The White House’s mid-session review of the budget and the economy was a bracing acknowledgement of reality, with GDP growth and employment estimates plunging. But it still included the fantasy of sharply higher growth shortly down the road.

The 2011 growth forecast was cut by a full point.

As a result, it offered an alternative economic forecast based on what has happened in recent weeks. This projects GDP growth this year of 1.7 percent, compared with 2.7 percent expected back in February, with 2.6 percent forecast for 2012, down from a 3.6 percent prediction in February.

However, the more subdued growth outlook did not have a major impact on the expected deficits, and growth was expected to rebound to above 4 percent by 2015.

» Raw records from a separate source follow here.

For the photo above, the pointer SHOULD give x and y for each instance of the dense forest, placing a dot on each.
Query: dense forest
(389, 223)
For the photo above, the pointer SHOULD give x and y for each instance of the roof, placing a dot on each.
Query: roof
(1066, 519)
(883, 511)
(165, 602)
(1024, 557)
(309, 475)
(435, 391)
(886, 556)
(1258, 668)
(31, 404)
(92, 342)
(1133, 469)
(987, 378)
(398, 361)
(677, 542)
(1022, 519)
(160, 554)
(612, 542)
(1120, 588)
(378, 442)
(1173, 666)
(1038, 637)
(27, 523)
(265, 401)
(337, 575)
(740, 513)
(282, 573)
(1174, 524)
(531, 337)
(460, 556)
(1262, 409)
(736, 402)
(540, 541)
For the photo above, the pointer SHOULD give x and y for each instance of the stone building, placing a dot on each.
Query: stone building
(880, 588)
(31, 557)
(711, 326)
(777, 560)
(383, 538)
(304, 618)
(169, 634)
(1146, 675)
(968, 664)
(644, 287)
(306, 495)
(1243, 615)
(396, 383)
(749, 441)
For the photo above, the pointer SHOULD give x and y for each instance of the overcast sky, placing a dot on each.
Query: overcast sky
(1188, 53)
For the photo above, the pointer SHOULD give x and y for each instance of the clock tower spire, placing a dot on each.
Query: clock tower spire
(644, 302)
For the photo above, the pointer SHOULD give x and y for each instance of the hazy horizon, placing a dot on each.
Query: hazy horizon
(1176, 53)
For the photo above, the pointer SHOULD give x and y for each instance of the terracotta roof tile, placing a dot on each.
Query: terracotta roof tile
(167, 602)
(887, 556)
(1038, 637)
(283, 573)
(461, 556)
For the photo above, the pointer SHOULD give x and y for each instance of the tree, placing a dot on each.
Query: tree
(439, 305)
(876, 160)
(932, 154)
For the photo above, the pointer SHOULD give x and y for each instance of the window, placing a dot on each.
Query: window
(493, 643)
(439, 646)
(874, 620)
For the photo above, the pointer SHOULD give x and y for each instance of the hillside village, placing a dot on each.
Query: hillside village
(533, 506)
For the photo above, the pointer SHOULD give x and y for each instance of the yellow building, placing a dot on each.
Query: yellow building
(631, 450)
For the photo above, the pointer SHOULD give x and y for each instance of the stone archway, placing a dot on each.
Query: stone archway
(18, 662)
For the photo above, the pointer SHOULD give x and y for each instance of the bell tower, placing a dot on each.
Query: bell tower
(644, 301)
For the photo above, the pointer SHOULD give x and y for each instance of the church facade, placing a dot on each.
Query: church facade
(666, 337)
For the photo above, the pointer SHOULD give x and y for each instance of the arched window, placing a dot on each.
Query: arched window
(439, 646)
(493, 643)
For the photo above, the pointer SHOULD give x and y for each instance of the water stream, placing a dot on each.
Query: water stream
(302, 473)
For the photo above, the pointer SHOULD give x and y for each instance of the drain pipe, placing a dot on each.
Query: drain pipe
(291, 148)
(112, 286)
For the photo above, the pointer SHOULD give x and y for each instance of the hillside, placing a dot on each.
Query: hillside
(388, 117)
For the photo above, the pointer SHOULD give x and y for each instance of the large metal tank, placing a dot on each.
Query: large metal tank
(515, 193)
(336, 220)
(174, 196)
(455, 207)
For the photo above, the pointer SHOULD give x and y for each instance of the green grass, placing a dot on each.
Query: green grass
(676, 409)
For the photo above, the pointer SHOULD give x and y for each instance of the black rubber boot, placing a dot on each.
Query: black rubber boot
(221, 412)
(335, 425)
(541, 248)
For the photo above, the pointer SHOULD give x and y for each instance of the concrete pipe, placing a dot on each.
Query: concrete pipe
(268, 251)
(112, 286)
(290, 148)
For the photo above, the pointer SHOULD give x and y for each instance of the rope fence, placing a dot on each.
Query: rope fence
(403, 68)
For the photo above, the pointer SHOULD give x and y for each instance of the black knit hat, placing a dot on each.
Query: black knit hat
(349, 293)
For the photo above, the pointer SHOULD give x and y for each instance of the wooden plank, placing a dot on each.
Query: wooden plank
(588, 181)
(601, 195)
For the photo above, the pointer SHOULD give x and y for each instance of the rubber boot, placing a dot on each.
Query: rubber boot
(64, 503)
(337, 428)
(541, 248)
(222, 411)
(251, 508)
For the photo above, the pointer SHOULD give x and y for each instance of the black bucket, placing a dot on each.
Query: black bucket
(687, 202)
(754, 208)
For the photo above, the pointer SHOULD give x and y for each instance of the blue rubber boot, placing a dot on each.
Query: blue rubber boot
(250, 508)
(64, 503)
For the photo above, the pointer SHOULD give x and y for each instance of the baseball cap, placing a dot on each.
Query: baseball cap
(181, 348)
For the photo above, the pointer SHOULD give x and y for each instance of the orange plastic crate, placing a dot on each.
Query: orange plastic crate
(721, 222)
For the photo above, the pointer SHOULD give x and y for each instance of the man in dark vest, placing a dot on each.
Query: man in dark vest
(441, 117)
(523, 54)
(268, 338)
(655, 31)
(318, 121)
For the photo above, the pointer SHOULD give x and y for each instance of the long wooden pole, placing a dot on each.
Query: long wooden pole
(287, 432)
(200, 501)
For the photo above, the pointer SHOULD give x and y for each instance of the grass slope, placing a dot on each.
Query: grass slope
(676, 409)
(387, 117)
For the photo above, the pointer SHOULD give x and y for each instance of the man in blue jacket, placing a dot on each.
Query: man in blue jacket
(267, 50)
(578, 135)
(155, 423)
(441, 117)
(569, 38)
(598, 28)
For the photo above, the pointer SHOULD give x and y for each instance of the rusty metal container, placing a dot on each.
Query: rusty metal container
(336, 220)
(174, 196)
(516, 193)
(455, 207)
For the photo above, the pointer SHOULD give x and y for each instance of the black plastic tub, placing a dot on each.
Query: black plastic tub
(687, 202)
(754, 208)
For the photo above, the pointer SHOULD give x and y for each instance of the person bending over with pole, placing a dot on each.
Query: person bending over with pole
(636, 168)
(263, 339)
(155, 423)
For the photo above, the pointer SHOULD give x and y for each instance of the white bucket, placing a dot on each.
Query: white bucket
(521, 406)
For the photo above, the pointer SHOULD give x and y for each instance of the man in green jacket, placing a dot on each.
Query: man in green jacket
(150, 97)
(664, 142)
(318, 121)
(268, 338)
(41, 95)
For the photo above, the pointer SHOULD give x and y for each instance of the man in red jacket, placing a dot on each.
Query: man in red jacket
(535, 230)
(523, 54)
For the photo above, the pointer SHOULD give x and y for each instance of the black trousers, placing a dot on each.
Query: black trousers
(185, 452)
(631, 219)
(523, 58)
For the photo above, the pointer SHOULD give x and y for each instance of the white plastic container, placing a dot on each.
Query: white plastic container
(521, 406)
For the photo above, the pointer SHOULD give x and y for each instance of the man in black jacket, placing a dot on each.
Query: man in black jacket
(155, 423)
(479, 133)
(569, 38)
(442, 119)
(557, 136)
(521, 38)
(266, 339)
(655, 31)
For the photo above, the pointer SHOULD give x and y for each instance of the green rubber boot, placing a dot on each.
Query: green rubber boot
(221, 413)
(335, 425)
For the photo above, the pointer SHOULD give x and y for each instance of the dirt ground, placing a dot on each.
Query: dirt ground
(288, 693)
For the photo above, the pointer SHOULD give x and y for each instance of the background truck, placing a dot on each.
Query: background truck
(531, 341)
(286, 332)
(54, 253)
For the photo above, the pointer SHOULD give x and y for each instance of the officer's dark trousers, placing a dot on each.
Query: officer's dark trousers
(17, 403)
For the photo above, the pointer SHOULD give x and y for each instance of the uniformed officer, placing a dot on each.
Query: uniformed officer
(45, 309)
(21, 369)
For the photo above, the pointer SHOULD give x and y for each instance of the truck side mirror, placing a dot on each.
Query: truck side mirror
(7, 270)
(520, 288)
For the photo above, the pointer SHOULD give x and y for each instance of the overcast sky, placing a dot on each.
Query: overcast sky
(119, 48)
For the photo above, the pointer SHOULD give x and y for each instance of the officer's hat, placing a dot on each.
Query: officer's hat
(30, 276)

I’m not sure where the rebound comes from, but economists have been predicting rosy pastures just out of reach for a while now. It’s not really based on anything material.

Unemployment is even worse. The White House now projects unemployment to average 9.1% in 2011 (which is where it happens to be right now) and 9.0% for 2012, an election year. So essentially, they’re saying there will be no movement on jobs this year or next.

Those projections are made under current law, and so they don’t include potential programs to boost the economy, which are clearly hinted at in the document.

“The economic projections make clear there is a real need in the short term to kick start economic growth and get on a sustained higher growth path,” White House budget chief Jack Lew told reporters on a conference call.

In a midyear review of its annual budget, the White House offered some hints of what Obama will say next week. It said the speech could include proposals for a mixture of tax cuts aimed at middle class families, infrastructure spending and aid for the long-term unemployed.

The unemployment rate, under this scenario, would not hit 6% until 2016, unless something is done to improve growth. That means almost a decade of demand shortfalls. You already see this with recent college grads taking dead-end jobs and waiting to have actual careers. You see it with 55 year-olds laid off and expecting never to work again, without the savings for retirement. This is a massive waste of human resources and human potential. It’s a crisis. And it’s not going to end for a long time, unless something is done.

…I forgot the good news: the deficit is projected to be only $1.3 trillion, down from $1.6 trillion, thanks to various changes from appropriations and debt limit deals. Aren’t you excited now?